Selama beberapa tahun terakhir, jika dilihat dari formalitas penyelenggaraan pemilu dan fungsi pemerintahan, kualitas demokrasi di tanah air memang mengalami perbaikan. Akan tetapi sejumlah indikator lain cenderung stagnan. Bahkan pada indikator kebebasan sipil dan budaya politik justru mengalami kemunduran. 

Hal ini terlihat dari skor Indeks Demokrasi 2022 yang dirilis The Economist Intelligence Unit (EIU). Dalam indeks tersebut, Indonesia memperoleh skor 6,71 dari skala 0-10. Peringkat Indonesia pun turun dari 52 ke 54 dari 167 negara.

Skor ini tidak berubah dari indeks 2021, tetapi turun jika dibandingkan pada 2014 ketika peralihan kursi kepresidenan dari Susilo Bambang Yudhoyono ke Joko Widodo.
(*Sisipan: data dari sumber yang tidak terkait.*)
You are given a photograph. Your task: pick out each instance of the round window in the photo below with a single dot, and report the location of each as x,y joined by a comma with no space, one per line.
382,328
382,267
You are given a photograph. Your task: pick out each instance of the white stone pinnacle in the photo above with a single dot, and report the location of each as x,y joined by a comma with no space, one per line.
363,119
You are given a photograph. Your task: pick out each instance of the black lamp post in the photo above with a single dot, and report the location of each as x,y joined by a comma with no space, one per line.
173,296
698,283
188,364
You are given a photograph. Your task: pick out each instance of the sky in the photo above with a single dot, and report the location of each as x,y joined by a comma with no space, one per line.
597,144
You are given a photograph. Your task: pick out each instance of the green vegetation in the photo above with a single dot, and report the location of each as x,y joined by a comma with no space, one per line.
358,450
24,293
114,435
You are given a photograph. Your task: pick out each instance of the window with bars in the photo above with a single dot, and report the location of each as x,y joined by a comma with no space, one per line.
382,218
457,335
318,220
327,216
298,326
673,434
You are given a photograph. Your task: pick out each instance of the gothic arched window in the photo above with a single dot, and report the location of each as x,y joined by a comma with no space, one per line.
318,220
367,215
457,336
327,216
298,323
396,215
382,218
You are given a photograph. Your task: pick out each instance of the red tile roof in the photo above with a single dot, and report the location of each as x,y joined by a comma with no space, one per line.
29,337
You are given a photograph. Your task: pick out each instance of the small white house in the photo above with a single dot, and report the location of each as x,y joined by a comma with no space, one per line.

EIU mencatat, penurunan indeks demokrasi terjadi pada indikator kebebasan sipil. Pada 2010, tercatat skor sebesar 7,06 menjadi 6,18 pada 2022. Pada tahun pertama masa kepresidenan Jokowi, panggilan Joko Widodo, harapan akan kebebasan sipil sempat melonjak. Hal ini terlihat dari indikator kebebasan sipil yang menyentuh skor tertinggi sebesar 9,12.